Mother’s Day is one of the biggest Hallmark holidays in most people’s opinions. It’s a day of chocolates, flowers, and other gestures meant to pamper mothers and show them just how very much they are loved. Those things are great, but Mother’s Day means more to me than just those material items. I have started to see that I can reflect on Mothers Day Lessons I can learn from.
Mothers Day Lessons
Mother’s Day is a good time to reflect on mothers day lessons: what being a mother is, and what we think of this title we are given. Being a mom means that you have babies who look up to you, admire your every move, and probably want to be just like you when they grow up.
As a mom, I want to make sure I am doing my job. I sometimes struggle with the fact that I am not out working full-time making more money for my children (to help pay for college, etc.). However, I recognize that my job is so important! I am home with my babies for the majority of the time. I work from home and focus a lot on finding family balance. I try to use this time to set a good example for my children. After all, I am acting as a role model.
Mother’s Day is SO much more than fancy gifts – it’s a day that focuses on my job! The day really reinforces that it is WE who are lucky enough to be able to help mold our children into who they are today and who they will become. I am not perfect and I don’t claim to be.
I want my children to realize that it’s okay to make mistakes, just own up to them. I try to work hard to raise my kids (who will grow into adults) to love and respect others for who they are. I want my children to be kind to people, no matter their religion, race, or sexual orientation. I believe discrimination is taught. I want my children to live a life, proud of who they are and where they come from. I want children who are quick to smile. I want children who know and love Jesus. I want them to always try to look at the positives in every situation. I want them to appreciate the small stuff and not always be eager for expensive material items. I want them to have open hearts and open minds, and to love with all they have. I hope they always think the best of others and don’t assume the worst. I want my children to be the kids in school who reach out to that child who is eating lunch alone or doesn’t have any friends to play with during recess.
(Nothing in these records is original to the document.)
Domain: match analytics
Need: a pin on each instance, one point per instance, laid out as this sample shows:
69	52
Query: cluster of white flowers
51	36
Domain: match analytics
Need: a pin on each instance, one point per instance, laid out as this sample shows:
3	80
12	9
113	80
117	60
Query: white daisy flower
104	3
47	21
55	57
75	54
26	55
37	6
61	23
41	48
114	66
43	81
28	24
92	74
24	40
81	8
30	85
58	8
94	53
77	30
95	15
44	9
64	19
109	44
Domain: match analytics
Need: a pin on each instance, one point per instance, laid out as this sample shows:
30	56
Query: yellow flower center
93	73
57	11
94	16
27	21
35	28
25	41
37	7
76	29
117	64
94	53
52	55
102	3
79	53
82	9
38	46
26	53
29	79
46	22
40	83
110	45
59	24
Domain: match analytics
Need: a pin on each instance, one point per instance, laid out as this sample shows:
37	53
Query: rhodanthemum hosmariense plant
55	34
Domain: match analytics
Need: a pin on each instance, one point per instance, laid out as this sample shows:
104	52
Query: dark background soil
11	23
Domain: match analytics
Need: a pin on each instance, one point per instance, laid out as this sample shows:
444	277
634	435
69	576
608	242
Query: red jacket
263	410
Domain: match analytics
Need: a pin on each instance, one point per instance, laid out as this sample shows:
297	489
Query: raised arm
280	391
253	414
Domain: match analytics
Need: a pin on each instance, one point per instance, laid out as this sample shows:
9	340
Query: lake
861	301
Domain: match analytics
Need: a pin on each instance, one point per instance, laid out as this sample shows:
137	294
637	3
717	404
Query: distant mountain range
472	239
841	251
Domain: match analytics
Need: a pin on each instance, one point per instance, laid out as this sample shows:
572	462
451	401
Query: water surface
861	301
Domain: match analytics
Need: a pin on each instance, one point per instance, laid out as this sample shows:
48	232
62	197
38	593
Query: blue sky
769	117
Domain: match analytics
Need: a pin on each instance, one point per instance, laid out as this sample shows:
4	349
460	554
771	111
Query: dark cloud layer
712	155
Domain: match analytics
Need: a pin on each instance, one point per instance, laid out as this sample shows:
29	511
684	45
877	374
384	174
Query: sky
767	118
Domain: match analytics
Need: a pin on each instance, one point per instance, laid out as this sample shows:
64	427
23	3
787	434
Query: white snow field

Maybe my children will be some of those kids.
|Me with my own wonderful
More than anything, I want my children to be happy and to always know that I am proud of them! It doesn’t matter if they struggle in school. It’s okay if they aren’t the best on the baseball team (or didn’t even MAKE the baseball team). If my daughter doesn’t want to follow my footsteps and be a cheerleader, that’s perfectly fine. I want them to know that I love them and support whoever they are and whatever they want to do and be, as long as they try. I don’t want them to ever be scared to tell me something or worry that they will disappoint me.
This year, make sure to tell your mom and any mothers in your life just how special they are. Whether they have grown children or babies at home, whether they lost their only child in a car accident and no longer have any living children, whether they work full-time or stay at home – these women are all mothers. Thank them. Our moms, our grandmas, and even me and you – we deserve a HUGE thanks and a standing ovation because we work so hard to raise our kids to show love and respect. We are all heroes. We have the greatest and most important job in the world.
What does Mother’s Day mean to you? What mothers day lessons have you learned along the way?